Will notó que el sudor comenzaba a empaparle la espalda.
—¿Siempre le ha gustado la Pascua? —le preguntó.
Le enderezó la pajarita a uno de los conejos.
—Supongo que en parte tiene que ver con que Henry solo tenía vacaciones en Navidad y en Pascua. Para nosotros eran épocas muy especiales. ¿No le encanta estar con la familia?
—¿Está Henry en casa? —preguntó Will.
—Ahora mismo no. —Le dio la vuelta a su reloj de muñeca—. Siempre llega tarde. Pierde la noción del tiempo con mucha facilidad. Se suponía que íbamos a ir al centro social cuando Tom se llevara a los niños.
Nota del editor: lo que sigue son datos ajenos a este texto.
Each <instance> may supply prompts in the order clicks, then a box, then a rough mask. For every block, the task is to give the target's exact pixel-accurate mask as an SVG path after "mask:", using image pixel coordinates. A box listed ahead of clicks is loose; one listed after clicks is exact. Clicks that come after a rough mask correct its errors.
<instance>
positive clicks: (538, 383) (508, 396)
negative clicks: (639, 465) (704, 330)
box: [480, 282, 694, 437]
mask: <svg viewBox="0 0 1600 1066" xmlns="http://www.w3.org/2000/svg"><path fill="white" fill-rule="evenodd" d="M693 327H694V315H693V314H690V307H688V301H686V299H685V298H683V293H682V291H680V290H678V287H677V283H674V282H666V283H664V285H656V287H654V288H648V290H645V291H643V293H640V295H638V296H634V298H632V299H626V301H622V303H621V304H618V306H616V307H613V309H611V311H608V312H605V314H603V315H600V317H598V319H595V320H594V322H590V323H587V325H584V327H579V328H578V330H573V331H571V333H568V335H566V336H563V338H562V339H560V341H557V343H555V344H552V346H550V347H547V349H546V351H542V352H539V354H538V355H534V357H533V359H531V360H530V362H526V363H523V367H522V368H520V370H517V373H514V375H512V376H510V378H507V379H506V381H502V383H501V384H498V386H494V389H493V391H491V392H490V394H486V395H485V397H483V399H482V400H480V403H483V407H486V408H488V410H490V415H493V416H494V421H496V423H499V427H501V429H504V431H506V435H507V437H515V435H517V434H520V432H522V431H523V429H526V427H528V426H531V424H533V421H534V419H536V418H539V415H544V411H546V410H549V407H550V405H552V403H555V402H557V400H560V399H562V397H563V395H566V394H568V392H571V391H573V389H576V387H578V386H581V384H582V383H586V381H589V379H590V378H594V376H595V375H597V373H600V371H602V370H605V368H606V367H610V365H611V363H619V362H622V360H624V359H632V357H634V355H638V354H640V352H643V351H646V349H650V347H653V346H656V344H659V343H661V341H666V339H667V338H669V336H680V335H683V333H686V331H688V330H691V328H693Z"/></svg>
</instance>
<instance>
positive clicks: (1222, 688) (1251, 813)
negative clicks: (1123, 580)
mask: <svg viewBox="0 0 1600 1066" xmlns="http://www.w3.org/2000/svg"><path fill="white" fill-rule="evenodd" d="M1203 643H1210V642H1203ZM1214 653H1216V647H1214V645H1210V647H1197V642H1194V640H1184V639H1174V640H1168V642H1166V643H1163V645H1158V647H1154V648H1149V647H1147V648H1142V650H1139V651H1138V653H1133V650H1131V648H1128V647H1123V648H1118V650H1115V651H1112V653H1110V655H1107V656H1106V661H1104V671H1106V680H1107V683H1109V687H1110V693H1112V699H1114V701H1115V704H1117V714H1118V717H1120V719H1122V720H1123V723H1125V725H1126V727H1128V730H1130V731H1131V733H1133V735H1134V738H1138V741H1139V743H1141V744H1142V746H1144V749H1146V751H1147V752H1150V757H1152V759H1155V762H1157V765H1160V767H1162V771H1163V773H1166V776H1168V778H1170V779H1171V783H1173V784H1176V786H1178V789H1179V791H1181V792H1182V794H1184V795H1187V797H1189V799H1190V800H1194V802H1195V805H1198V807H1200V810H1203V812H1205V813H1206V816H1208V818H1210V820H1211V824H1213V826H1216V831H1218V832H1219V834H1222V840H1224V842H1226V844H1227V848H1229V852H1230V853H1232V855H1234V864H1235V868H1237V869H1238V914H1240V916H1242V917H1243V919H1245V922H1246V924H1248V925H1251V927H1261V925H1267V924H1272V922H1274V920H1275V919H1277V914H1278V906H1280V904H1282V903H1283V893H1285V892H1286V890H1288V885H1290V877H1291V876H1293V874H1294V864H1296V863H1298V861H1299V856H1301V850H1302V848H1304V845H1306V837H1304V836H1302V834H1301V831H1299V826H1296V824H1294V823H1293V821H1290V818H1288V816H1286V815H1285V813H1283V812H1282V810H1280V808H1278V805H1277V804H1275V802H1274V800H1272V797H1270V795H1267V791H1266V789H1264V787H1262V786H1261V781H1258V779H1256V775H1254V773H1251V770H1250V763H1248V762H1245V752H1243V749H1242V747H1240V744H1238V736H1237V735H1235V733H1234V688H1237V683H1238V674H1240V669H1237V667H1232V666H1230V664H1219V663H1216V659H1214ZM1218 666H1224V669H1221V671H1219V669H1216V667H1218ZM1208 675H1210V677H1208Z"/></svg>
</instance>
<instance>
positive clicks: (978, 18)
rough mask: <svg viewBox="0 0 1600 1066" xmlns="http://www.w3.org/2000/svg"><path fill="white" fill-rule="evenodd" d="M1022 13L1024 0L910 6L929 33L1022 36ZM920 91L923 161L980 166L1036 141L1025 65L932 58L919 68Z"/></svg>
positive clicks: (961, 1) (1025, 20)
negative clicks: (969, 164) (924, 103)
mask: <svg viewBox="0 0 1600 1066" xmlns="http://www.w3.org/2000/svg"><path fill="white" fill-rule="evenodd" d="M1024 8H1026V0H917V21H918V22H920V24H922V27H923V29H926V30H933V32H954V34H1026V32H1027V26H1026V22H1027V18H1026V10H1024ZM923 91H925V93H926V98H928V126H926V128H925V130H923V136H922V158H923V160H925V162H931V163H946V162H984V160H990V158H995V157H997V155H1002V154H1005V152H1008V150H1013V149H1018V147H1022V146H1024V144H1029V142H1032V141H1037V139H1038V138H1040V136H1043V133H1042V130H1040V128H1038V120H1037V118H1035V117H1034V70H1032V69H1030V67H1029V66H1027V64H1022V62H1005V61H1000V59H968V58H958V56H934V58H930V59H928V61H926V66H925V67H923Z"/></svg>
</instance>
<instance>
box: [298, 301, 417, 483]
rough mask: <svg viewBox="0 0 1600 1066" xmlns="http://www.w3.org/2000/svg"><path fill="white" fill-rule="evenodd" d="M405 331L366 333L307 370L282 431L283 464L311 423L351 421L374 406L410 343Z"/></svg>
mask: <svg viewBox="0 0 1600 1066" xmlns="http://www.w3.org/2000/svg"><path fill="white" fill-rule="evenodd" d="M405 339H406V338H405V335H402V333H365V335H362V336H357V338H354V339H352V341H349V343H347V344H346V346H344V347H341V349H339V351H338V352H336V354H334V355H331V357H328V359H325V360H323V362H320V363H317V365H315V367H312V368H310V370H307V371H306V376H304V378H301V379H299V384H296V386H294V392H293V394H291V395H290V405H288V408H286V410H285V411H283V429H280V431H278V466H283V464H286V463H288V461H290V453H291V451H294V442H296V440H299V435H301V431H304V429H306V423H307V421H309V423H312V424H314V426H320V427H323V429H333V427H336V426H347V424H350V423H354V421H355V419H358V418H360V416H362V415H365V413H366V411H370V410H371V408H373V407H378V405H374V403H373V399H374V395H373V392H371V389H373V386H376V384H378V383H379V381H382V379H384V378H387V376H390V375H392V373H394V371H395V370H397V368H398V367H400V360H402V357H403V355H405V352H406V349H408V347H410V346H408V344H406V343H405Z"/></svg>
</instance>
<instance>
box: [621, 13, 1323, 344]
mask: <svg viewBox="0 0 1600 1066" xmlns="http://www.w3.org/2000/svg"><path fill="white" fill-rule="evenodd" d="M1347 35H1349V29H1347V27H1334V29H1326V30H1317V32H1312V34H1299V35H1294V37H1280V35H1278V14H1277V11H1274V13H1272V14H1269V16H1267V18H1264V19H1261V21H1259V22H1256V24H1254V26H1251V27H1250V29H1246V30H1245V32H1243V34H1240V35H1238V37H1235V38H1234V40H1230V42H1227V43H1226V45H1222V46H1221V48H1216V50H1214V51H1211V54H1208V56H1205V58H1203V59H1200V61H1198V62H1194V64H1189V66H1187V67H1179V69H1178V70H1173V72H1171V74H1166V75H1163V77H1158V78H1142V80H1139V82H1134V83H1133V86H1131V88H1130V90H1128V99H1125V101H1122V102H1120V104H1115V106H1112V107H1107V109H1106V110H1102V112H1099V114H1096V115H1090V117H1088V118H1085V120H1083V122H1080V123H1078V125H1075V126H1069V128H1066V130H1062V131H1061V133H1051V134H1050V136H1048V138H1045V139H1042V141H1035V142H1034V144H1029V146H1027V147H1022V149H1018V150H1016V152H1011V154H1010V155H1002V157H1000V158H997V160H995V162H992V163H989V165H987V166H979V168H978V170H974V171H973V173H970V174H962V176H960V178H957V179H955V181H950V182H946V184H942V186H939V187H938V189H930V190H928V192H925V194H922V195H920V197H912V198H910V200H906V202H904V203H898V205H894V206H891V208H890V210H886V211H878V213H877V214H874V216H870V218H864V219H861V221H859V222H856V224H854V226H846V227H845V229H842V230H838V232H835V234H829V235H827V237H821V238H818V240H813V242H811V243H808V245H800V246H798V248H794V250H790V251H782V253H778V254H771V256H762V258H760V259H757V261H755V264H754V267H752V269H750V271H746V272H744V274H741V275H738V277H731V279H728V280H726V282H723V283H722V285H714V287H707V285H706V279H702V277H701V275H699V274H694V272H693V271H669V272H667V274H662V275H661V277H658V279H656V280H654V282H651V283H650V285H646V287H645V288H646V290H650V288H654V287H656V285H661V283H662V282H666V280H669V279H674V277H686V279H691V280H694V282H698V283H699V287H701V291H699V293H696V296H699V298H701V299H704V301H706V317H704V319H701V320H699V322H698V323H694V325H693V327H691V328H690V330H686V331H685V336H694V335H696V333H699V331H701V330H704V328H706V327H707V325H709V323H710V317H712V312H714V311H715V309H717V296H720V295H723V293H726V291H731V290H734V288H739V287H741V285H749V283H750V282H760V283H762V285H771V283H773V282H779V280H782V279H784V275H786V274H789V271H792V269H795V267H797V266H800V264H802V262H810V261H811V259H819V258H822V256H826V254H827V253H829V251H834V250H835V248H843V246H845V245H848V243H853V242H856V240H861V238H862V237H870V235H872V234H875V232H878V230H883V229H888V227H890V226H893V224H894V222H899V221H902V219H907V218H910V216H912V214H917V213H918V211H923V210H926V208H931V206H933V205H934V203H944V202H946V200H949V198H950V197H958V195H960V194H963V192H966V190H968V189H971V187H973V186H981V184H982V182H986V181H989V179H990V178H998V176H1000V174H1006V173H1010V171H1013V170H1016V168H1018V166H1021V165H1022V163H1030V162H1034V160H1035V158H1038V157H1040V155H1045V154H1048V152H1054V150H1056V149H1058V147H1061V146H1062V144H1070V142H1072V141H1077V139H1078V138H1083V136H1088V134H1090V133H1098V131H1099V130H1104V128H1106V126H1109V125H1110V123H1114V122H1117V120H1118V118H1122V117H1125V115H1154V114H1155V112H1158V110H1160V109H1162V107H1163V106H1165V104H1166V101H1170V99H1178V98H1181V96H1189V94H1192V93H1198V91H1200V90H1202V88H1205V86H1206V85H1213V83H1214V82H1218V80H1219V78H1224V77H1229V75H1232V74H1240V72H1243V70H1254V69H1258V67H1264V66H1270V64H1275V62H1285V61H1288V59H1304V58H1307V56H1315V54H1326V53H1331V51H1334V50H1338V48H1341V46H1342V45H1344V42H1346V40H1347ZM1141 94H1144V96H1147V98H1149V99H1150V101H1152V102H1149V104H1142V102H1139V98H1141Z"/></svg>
—¿Trabaja Henry en el refugio?
—Oh, no.—Soltó una risita según entraba en la cocina—. Henry está muy ocupado disfrutando de su jubilación. Pero Tom sí viene a echar una mano cuando puede. Se queja, pero es un buen chico.
Will recordó que Tom estaba intentando arreglar un cortacésped cuando le vieron en la tienda benéfica.
—¿Suele trabajar en la tienda?
—No, no. Lo odia.
—¿Y qué hace, entonces?
Judith cogió una bayeta y la pasó por la encimera.
—Un poco de todo.
—¿Como por ejemplo?
La mujer dejó de frotar.
—Si una mujer necesita consejo legal se encarga de hablar con alguno de los abogados; si a uno de los niños se le derrama algo, coge una fregona. —Sonrió con orgullo—. Lo que le decía, es un buen chico.